This Is the Story of an Editor
There is a part of me in every writer I publish.

There is a part of me in every writer I publish. At least things are said. It’s rough around the edges, but sometimes it’s good not to beat around the bush for three hours. Forgive me if I’ve shocked you.
I don’t have an explanation for why I wrote this story. Maybe it’s because I finally decided to invest in an excellent desk chair after more than fifteen years of suffering from back pain on a cheap crappy thing, and am therefore in excellent condition to enjoy my two favorite activities of the past few years: publishing writers, and writing.
Anyway, today I wanted to bare my soul about the way I run Scribe and work with writers, even if the word “work” is a bit disproportionate. But then again, I take everything so seriously here that it’s like work.

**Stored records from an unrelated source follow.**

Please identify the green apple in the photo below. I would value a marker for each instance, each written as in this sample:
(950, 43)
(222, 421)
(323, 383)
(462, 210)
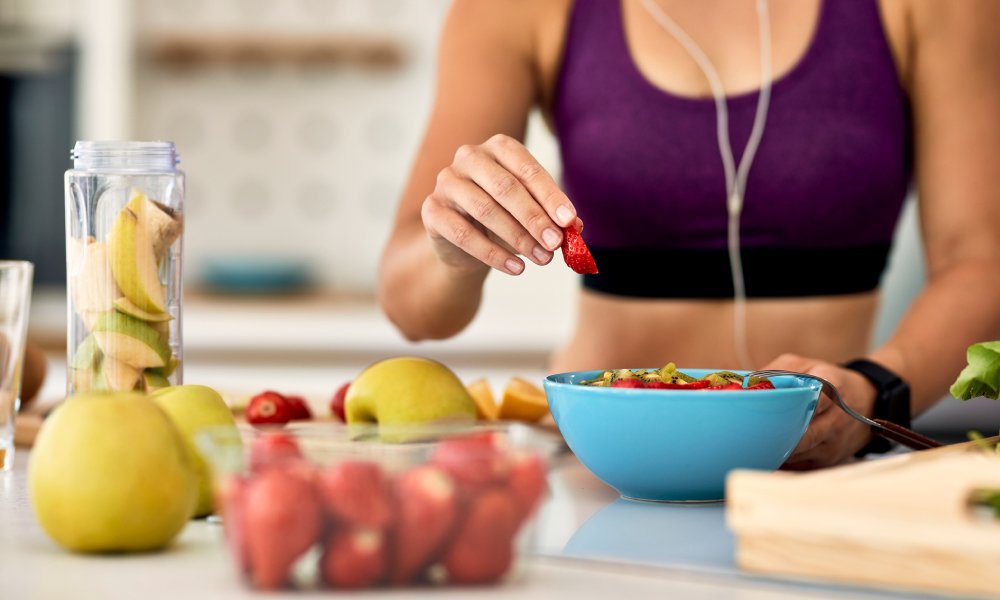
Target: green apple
(130, 341)
(109, 473)
(85, 368)
(194, 408)
(87, 354)
(407, 390)
(133, 259)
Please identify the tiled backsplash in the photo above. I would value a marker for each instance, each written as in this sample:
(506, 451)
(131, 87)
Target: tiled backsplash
(304, 162)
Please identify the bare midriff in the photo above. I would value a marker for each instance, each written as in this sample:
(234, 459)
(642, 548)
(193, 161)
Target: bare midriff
(623, 332)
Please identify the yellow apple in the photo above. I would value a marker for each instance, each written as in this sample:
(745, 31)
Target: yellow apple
(194, 408)
(407, 390)
(109, 473)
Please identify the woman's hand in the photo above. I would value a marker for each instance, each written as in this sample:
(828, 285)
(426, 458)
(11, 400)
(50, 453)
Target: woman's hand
(492, 204)
(833, 436)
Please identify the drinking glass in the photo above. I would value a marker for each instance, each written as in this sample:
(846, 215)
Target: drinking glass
(15, 302)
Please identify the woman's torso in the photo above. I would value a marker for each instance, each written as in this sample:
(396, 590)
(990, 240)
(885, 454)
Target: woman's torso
(622, 330)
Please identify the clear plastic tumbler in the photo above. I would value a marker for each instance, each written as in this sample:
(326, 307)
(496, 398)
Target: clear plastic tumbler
(15, 302)
(124, 224)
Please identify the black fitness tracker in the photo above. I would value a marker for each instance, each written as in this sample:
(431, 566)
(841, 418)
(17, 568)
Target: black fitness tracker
(892, 400)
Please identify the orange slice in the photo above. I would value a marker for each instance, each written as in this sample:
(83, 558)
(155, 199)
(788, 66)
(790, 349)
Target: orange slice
(486, 405)
(523, 401)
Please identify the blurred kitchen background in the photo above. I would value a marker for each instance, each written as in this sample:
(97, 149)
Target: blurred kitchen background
(296, 121)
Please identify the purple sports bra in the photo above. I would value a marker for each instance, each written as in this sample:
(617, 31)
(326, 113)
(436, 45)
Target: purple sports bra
(826, 188)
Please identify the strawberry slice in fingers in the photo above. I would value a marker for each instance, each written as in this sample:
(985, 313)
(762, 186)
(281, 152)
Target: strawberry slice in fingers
(575, 252)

I run Scribe a bit like a publishing house
Since Scribe’s inception over five years ago, I have always viewed the publication as a publishing house of which I am the editor, in the sense that I select the writers and texts I choose to publish with the utmost care.

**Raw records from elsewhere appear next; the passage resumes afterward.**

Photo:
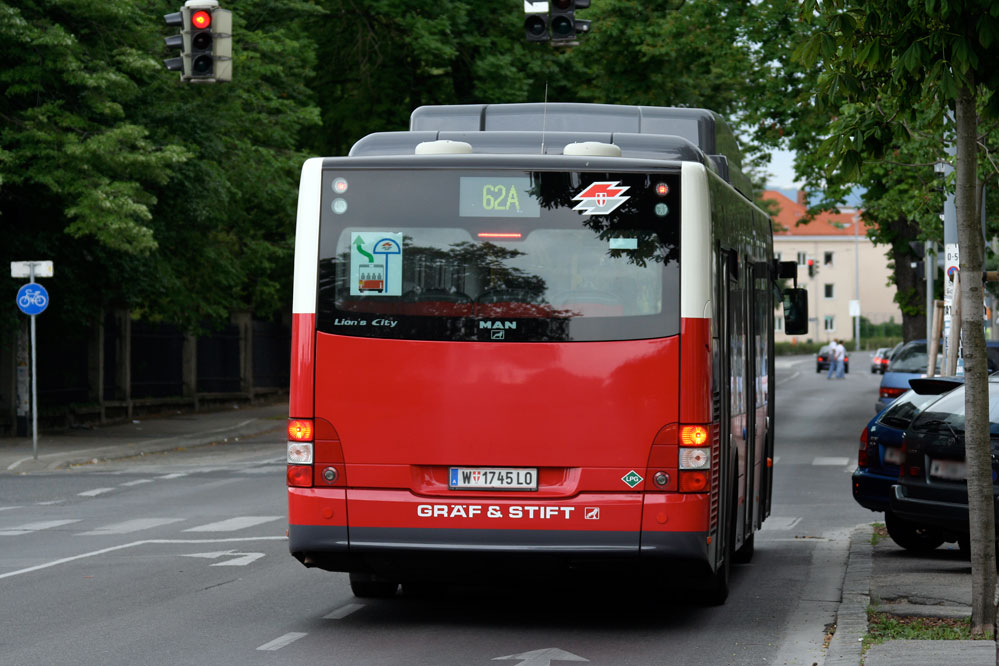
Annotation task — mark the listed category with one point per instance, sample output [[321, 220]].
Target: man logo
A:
[[507, 325]]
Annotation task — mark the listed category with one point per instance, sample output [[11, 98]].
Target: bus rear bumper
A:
[[408, 552]]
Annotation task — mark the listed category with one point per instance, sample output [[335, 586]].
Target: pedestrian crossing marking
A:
[[233, 524], [130, 526], [27, 528], [831, 461], [95, 492], [342, 612]]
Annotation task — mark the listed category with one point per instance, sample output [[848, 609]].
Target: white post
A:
[[34, 381]]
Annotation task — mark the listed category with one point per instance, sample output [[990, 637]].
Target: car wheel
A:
[[912, 536]]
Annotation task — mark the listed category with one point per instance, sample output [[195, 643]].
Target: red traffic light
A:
[[201, 19]]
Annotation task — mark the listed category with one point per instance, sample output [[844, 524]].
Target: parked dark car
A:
[[932, 489], [881, 454], [880, 360], [822, 360], [910, 362]]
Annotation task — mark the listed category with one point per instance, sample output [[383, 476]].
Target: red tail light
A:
[[300, 430], [862, 460], [694, 482], [695, 463]]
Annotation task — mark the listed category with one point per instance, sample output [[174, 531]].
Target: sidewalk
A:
[[893, 580], [61, 449]]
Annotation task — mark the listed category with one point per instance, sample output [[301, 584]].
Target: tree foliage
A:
[[889, 71]]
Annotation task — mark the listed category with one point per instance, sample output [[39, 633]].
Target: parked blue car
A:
[[881, 454]]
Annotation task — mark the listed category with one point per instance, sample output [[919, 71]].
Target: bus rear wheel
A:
[[367, 586]]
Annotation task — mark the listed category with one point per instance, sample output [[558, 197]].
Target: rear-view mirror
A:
[[796, 311]]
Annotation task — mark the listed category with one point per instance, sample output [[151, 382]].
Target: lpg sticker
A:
[[375, 264], [601, 197], [632, 478]]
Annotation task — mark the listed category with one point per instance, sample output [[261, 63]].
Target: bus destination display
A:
[[496, 197]]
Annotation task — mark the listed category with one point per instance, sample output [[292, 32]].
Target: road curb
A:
[[845, 648]]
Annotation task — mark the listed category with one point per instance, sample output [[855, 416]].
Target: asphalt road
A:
[[181, 559]]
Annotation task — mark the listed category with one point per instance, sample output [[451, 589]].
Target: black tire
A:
[[912, 536], [718, 585], [365, 586], [744, 555]]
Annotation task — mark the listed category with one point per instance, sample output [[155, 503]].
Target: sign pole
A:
[[34, 382], [32, 299]]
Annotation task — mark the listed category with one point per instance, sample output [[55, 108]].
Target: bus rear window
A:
[[504, 257]]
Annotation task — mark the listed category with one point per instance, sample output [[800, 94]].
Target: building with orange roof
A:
[[845, 264]]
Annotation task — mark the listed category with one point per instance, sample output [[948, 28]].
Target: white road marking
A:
[[282, 641], [27, 528], [102, 551], [95, 492], [129, 526], [342, 612], [831, 461], [239, 559], [233, 524]]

Perhaps you can understand why I wrote earlier that there is a part of me in every writer I publish. I could never, and probably never will be able to publish a story or poem that does not resonate with my inner self.
This is also the reason why I am so demanding and why I refuse many pieces that come to me. Not everything can provoke a high emotional response in me, as it does in all of us. And it has little to do with whether the piece is good or bad. I have to have a particular feeling, otherwise it’s not right.

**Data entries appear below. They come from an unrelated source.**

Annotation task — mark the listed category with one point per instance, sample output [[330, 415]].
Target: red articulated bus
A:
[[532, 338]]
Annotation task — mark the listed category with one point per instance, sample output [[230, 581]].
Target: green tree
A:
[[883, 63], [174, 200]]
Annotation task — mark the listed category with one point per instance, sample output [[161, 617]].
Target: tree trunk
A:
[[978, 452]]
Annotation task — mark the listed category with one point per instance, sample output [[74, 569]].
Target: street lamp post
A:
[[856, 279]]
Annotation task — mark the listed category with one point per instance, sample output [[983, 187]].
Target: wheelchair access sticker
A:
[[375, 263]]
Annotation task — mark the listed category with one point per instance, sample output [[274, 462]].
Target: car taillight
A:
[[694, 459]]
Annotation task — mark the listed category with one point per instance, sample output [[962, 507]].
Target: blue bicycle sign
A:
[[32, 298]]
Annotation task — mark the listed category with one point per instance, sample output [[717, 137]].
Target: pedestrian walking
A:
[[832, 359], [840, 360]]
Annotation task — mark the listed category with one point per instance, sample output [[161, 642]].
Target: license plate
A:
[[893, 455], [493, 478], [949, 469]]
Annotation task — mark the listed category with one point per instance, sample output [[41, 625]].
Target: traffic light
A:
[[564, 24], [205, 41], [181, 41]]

My goal has never been and will never be for Scribe to become the publication with the most writers or the largest audience, which has absolutely no value to me. Imagine a publishing house that publishes every manuscript it receives! It would not make sense.
Of course, it makes some people unhappy, disappointed, and angry. But can this be avoided if we want to build something serious and offer quality reading? I don’t think so, and I also think it’s a blessing in disguise.
That is why I will continue to be the editor who chooses to publish words and writers following his heart, and above all his heart. This is the only way for me to keep moving in the right direction.
Through the silence
As a writer, or a man who writes, it’s less pretentious, I like to leave time for breathing or silence between the pieces I publish here on Medium. That’s the way I work. I feel like I need breaks to come back and be able to write stuff that I can live with.
I don’t write every day, I mean even outside of this platform, and even if I did, I don’t think I would systematically post my work online. I admire those who manage to write and post a successful piece every day, but I don’t think I can.
That’s probably why when I put on my editor’s outfit, I only publish about ten pieces on Scribe every day, sometimes less, sometimes more. There are even some days when no writing is published, and while that might make me panic, I have no problem with it.
I like that the publication is a place where time is slowed down and it’s good to linger on each text and writer that are put forward.
Where sometimes, silence is king, and something intense happens…
“I have always loved the desert. One sits down on a desert sand dune, sees nothing, hears nothing. Yet through the silence something throbs, and gleams…”
— Antoine de Saint-Exupéry, The Little Prince
A huge thank you to all the wonderful writers with whom I live this incredible adventure and who in a way changed my life for the better.